O God, I see it now, and my sick brain
Staggers and swoons! How often over me
Flashes this breathlessness of sudden sight
In which I see the universe unrolled
Before me like a scroll and read thereon
Chaos and Doom, where helpless planets whirl
Dizzily round and round and round and round,
Like tops across a table, gathering speed
With every spin, to waver on the edge
One instant—looking over—and the next
To shudder and lurch forward out of sight—
*****
Ah, I am worn out—I am wearied out—
It is too much—I am but flesh and blood,
And I must sleep. Though you were dead again,
I am but flesh and blood and I must sleep.
"All things are wearisome, more than one can say," Ecclesiastes 1:8. If we let ourselves spiral, if we lose the faith, we tire ourselves to death, to a tiredness desirous of death, to a weariness beyond all endurance. So strange the way words have with us, which can alter our reality, can in one moment make us lament lost loves and in the next smile over cherished memories. We have such a power in our fingers, in our tongues, and we must promise to hold the faith, otherwise this power can be used for evil. I think that that's much of what's at the root of modern art: a lack of faith, which turns inward and eats itself alive, still ravenous after consummation, never finding enough sustenance. Edna looked outward and saw the eternities, the transcendent, and fed on it to satiation. Modern art looks inward and runs out of material once the organs all are cooked and eaten and crapped out. Best to learn from them and stay closer to Edna than Ezra (Pound).

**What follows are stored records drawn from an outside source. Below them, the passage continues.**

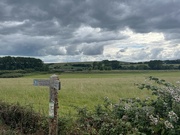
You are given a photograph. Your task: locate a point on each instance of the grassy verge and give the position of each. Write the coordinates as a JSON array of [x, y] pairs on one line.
[[87, 89]]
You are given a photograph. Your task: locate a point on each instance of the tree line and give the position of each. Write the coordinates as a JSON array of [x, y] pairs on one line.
[[16, 63], [150, 65]]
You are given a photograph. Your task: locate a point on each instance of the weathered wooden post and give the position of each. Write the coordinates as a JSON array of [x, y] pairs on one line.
[[53, 105], [54, 85]]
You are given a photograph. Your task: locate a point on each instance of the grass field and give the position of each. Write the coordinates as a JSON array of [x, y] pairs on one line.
[[80, 89]]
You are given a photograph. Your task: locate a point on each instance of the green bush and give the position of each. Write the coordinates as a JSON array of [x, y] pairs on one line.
[[134, 116], [11, 75]]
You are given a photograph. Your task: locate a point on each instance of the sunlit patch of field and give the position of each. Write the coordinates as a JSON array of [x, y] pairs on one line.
[[82, 90]]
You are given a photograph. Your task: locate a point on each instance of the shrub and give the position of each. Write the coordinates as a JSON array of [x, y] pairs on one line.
[[135, 116]]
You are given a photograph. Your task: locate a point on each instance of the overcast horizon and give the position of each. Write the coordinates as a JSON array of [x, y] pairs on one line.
[[90, 30]]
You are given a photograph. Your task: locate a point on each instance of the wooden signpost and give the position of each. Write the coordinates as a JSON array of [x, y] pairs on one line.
[[54, 85]]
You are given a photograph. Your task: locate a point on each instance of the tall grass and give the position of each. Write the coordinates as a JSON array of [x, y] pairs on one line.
[[79, 89]]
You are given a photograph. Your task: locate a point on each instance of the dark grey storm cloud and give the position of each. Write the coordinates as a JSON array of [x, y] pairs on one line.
[[74, 27]]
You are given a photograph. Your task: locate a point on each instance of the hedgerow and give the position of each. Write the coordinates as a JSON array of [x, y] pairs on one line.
[[152, 116], [134, 116]]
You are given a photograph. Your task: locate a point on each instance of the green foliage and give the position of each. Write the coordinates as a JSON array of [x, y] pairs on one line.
[[25, 121], [14, 63], [135, 116]]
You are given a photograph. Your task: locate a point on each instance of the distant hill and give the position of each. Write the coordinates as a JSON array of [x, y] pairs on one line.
[[115, 65]]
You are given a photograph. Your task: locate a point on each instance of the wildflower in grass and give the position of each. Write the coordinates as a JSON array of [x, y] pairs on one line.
[[173, 116], [153, 120], [168, 124]]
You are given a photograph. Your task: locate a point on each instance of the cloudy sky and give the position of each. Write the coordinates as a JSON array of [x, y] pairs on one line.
[[90, 30]]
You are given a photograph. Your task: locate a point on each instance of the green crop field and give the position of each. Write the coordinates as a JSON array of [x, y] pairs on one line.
[[80, 89]]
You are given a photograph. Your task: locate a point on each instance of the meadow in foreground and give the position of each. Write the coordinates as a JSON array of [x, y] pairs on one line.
[[82, 90]]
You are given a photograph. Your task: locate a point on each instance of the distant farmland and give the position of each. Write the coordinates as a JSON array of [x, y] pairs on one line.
[[80, 89]]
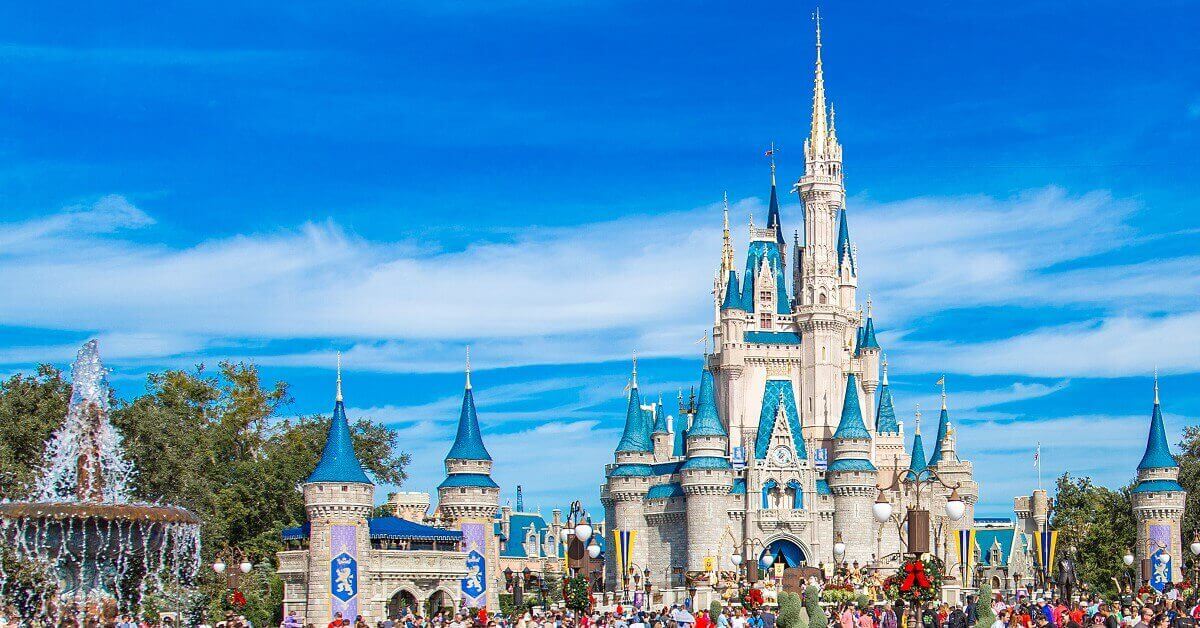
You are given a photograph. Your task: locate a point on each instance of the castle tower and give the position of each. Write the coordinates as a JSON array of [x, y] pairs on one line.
[[889, 454], [469, 500], [851, 477], [1158, 502], [706, 477], [825, 311], [869, 353], [629, 480], [661, 437], [339, 497], [954, 472]]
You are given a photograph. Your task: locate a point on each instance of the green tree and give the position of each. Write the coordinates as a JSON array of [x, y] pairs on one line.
[[817, 617], [1098, 525], [31, 407], [791, 610], [984, 615]]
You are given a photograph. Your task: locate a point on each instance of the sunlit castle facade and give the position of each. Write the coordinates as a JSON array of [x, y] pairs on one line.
[[795, 426]]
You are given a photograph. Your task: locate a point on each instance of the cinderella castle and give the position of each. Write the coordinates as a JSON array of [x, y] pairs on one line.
[[793, 428]]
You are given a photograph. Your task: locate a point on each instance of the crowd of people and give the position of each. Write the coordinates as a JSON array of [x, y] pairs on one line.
[[1161, 611]]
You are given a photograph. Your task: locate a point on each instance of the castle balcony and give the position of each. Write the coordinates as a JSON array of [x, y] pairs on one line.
[[787, 519], [293, 562]]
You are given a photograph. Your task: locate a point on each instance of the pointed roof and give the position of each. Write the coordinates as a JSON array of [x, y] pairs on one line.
[[468, 442], [886, 416], [636, 436], [844, 251], [773, 210], [851, 424], [775, 392], [707, 422], [917, 466], [869, 341], [817, 130], [337, 460], [943, 423], [660, 418], [732, 293], [1158, 453]]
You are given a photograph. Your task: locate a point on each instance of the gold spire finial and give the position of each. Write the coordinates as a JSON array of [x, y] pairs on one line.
[[468, 366], [772, 155], [817, 131], [726, 244], [1156, 384], [634, 383], [339, 396]]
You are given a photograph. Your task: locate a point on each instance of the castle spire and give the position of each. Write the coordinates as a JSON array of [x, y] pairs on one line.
[[726, 240], [773, 221], [339, 395], [339, 461], [817, 132], [468, 366]]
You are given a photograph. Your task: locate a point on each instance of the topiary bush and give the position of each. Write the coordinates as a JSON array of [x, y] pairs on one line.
[[984, 615], [817, 618]]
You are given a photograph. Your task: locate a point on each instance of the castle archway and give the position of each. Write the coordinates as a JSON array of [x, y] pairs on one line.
[[786, 551], [401, 603]]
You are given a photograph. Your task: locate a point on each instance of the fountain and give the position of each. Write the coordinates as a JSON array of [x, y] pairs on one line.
[[105, 550]]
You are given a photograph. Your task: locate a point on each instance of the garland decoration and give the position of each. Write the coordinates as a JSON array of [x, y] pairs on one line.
[[918, 580]]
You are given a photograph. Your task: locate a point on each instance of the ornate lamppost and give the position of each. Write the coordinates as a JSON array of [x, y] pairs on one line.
[[916, 519]]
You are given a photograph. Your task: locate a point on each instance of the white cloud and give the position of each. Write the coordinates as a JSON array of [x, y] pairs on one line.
[[598, 292]]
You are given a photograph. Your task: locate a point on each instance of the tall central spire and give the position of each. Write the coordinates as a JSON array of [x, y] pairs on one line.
[[817, 132]]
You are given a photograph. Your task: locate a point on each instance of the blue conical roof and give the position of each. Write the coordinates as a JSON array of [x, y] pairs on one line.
[[468, 443], [886, 416], [917, 466], [869, 341], [707, 422], [943, 424], [636, 436], [844, 241], [337, 460], [732, 293], [851, 424], [773, 215], [1158, 453]]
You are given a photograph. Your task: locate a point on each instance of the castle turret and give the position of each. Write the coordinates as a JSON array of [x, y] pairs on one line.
[[706, 477], [869, 353], [339, 497], [661, 437], [1158, 502], [468, 498], [629, 480], [889, 450], [851, 477]]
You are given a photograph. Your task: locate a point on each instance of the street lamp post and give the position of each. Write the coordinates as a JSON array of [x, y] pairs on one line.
[[233, 563], [576, 533], [916, 519]]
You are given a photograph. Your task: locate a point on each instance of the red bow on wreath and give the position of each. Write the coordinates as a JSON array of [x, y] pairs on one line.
[[915, 573]]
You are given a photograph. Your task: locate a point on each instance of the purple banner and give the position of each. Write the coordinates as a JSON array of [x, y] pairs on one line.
[[1159, 555], [343, 570], [474, 586]]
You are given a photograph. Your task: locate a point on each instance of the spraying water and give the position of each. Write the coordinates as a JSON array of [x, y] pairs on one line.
[[103, 550]]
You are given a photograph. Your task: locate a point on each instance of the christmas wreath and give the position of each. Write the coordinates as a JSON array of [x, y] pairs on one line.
[[916, 581]]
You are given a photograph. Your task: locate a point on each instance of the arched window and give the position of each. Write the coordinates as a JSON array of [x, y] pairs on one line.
[[767, 489], [796, 494]]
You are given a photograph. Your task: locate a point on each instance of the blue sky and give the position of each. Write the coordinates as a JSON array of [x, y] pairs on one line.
[[543, 180]]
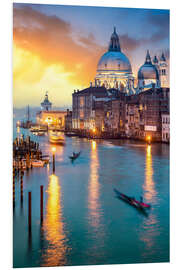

To wrap things up, I wanted to say how happy I am to be slowly discovering a whole coterie of young women poets from the turn of the century who I've fallen in love with: Adelaide Crapsey, Lorine Niedecker, and now Edna. In fond appreciation of her, I wrote a poem inspired by this small collection; I'll include it below:
I punch the meat of the palm of my hand in missing you
I read Edna St. Vincent Millay
(her name itself a poem)
and find myself falling in love all over again—
but with the poet, not with you;
her instead, the long-dead, no risk of heartbreak there
only a post-hoc love “so hideously dignified.”
I defy augury and other gravediggers
and pray for the rain to wash away
the grave of my beloved poet.
I’m sorry to admit that
I love her more than I love you
because she entombed our brief kiss
in sweeter words than I could twist
together: a paper flower stem, or two hands
sweaty, uncertain— but I’m just happy to be
sitting on this retaining wall with you
for as long as this moment dares last in our memory
and she in mine, she in mine.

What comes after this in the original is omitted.